Dear Dr.Christina Heike Maaß ,

Thank you for submitting your manuscript to PLOS ONE. After careful consideration, we feel that it has merit but does not fully meet PLOS ONE’s publication criteria as it currently stands. Therefore, we invite you to submit a revised version of the manuscript that addresses the points raised during the review process.

Please submit your revised manuscript by 9th September 2022. If you will need more time than this to complete your revisions, please reply to this message or contact the journal office at plosone@plos.org. When you're ready to submit your revision, log on to https://www.editorialmanager.com/pone/ and select the 'Submissions Needing Revision' folder to locate your manuscript file.

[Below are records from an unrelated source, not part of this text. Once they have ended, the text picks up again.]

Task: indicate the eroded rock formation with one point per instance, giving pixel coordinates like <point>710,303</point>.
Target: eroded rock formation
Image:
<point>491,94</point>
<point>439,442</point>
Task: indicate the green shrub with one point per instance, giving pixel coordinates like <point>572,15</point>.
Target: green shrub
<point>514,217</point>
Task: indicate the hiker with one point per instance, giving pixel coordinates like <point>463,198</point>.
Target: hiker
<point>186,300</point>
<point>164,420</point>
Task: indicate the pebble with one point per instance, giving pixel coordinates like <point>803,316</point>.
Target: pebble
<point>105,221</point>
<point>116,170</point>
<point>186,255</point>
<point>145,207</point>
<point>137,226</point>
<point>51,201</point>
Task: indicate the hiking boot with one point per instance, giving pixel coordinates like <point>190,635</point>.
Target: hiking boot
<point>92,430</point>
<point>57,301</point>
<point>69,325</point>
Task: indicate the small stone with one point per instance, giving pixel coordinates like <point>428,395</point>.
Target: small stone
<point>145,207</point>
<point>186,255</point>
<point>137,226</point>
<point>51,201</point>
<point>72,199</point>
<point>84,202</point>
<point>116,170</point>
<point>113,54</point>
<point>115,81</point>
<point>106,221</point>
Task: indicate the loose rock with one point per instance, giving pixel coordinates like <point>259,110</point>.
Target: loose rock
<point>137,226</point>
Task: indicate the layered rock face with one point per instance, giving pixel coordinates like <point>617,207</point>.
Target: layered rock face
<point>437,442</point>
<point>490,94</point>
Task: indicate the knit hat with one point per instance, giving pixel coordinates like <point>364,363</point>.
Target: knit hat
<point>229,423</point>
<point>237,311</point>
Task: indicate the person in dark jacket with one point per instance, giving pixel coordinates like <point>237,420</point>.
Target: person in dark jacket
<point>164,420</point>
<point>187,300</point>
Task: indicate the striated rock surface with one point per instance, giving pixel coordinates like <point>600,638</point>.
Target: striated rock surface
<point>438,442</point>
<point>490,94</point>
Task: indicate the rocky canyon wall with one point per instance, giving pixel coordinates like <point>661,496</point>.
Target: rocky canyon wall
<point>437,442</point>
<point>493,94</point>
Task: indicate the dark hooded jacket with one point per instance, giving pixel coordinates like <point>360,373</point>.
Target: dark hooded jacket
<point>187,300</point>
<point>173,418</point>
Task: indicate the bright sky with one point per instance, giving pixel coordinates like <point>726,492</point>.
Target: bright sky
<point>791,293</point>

Please include the following items when submitting your revised manuscript:

  • A rebuttal letter that responds to each point raised by the academic editor and reviewer(s). You should upload this letter as a separate file labeled 'Response to Reviewers'.
  • A marked-up copy of your manuscript that highlights changes made to the original version. You should upload this as a separate file labeled 'Revised Manuscript with Track Changes'.
  • An unmarked version of your revised paper without tracked changes. You should upload this as a separate file labeled 'Manuscript'.

If you would like to make changes to your financial disclosure, please include your updated statement in your cover letter. Guidelines for resubmitting your figure files are available below the reviewer comments at the end of this letter.

If applicable, we recommend that you deposit your laboratory protocols in protocols.io to enhance the reproducibility of your results. Protocols.io assigns your protocol its own identifier (DOI) so that it can be cited independently in the future. For instructions see: https://journals.plos.org/plosone/s/submission-guidelines#loc-laboratory-protocols. Additionally, PLOS ONE offers an option for publishing peer-reviewed Lab Protocol articles, which describe protocols hosted on protocols.io. Read more information on sharing protocols at https://plos.org/protocols?utm_medium=editorial-email&utm_source=authorletters&utm_campaign=protocols.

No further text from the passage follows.